La guerra saudita in Yemen supera ogni limite posto dal diritto internazionale: senza copertura Onu, si autoriproduce con massacri di civili, bombe su fabbriche e fattorie, raid contro le strutture mediche. È proprio il numero di ospedali colpiti dalle bombe anti-Houthi a darne la misura: 130 le strutture sanitarie target dei raid. Tra queste 4 cliniche di Medici Senza Frontiere, come l’ospedale Shiara dove a gennaio sono morte 6 persone di cui 3 membri dello staff.

La scorsa settimana un’ambulanza di Msf è stata bombardata e l’organizzazione medica ha chiesto l’apertura di un’inchiesta indipendente internazionale. Perché in tutti i casi, precisano le associazioni in Yemen, ospedali e cliniche avevano comunicato più volte le proprie coordinate. Quando i sauditi colpiscono, sanno cosa distruggono. L’obiettivo – instabilità totale per intervenire liberamente – è raggiunto: il sistema sanitario yemenita è al collasso, la gente ha paura ad andare in ospedale.

E i raid proseguono: tra le ultime vittime, a Sana’a, il giudice Yahya Rubaid e 6 familiari, tra cui 3 nipoti. Aveva investigato sul presidente Hadi per tradimento.

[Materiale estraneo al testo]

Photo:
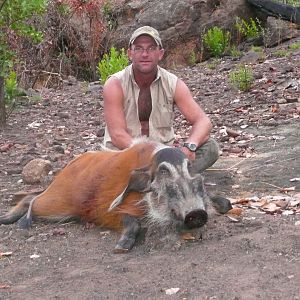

Impassibile il portavoce della coalizione a guida saudita: «Non colpiamo le case né le zone residenziali». Eppure Rubaid è morto nella sua abitazione.

Ora a sollevare seri dubbi sulla guerra saudita sono le Nazioni Unite: 51 pagine di rapporto inviato al Consiglio di Sicurezza da una commissione di esperti analizzano gli attacchi «vasti e sistematici» contro i civili e puntano il dito contro il ruolo della Gran Bretagna, nella vendita di armi a Riyadh el’invio di esperti militari.

L’Onu accusa la coalizione anti-Houthi, con alla mano almeno 119 casi documentati: colpiti campi profughi, matrimoni, autobus, abitazioni, scuole e ospedali, mercati e fabbriche.